Bryan Naidenov is a Ph.D student involved in research using non-linear optimization techniques and information theory to supplement the classification and regression of complex, polygenic traits. He is particularly focused on building deep-learning architectures to interpret highly unstructured genomic data, like whole-genome assemblies to aid in phenotypic prediction. His computational background involves programming highly-parallelized bioinformatic software frameworks to process massive quantities of biological data.
Alex joined the translational genomics lab in 2016. His roles in the lab include leading the genome assembly of a high-performing wheat variety, utilization of HPC cluster environments, terabyte-level data processing and differential genomics. He has led the way in creating a high-quality, optimized DNA processing pipeline for maximizing sequencing yield for ultra long-read single molecule real-time sequencing technology.
Xiaowei Hu was a PhD student in Statistics at OSU. Her areas of interest focus on the development and application of statistical prediction models in genetics and complex traits analysis.
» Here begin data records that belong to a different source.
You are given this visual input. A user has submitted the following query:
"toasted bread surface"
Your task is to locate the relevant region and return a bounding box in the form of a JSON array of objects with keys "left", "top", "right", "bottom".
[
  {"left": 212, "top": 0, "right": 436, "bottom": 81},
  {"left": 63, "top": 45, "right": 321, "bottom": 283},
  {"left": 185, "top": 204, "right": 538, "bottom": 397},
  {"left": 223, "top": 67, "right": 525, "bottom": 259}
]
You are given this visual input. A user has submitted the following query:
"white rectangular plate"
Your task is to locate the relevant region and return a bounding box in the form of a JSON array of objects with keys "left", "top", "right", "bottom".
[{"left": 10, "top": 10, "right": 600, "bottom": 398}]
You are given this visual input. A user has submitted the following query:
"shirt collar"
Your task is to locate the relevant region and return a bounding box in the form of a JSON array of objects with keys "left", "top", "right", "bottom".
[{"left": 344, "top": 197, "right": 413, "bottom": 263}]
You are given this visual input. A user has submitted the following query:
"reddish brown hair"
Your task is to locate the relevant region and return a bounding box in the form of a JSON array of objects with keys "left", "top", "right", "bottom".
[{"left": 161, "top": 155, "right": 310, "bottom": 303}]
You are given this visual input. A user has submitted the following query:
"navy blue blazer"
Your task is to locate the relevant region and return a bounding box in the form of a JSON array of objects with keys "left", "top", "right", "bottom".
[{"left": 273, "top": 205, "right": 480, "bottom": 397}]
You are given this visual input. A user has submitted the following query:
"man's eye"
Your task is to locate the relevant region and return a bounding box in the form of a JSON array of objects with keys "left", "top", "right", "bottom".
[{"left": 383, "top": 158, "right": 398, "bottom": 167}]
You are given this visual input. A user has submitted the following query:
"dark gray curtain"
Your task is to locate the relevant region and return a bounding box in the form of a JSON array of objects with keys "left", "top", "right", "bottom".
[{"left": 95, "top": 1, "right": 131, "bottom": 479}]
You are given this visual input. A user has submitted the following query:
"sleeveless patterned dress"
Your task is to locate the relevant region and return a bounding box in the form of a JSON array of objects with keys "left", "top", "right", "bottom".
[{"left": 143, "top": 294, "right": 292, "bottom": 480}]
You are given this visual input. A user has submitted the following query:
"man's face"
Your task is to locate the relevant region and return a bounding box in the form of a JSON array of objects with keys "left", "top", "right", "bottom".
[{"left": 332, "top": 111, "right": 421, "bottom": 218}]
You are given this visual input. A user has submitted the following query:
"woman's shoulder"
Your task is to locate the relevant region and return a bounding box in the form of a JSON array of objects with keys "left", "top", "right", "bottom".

She is currently working on the project of developing and evaluating methods for analysis and prediction of grain yield of Oklahoma’s ‘Duster x Billings’ wheat population using high-dimensional genomic data. The selected best genomic prediction model will be used to assess the efficiency of genetic gain through two-generation validation. Then the final goal of this project will be selecting an optimal training population for future breeding.
Yuanwen Guo joined Chen Lab since October, 2016. She received her PhD from Oklahoma State University with a major in grass breeding and genetics. Throughout her career Yuanwen has been interested in utilizing genetic, genomic and statistical methods to improve plant breeding. Her current primary research interests are in the field of linkage mapping and genome wide association study.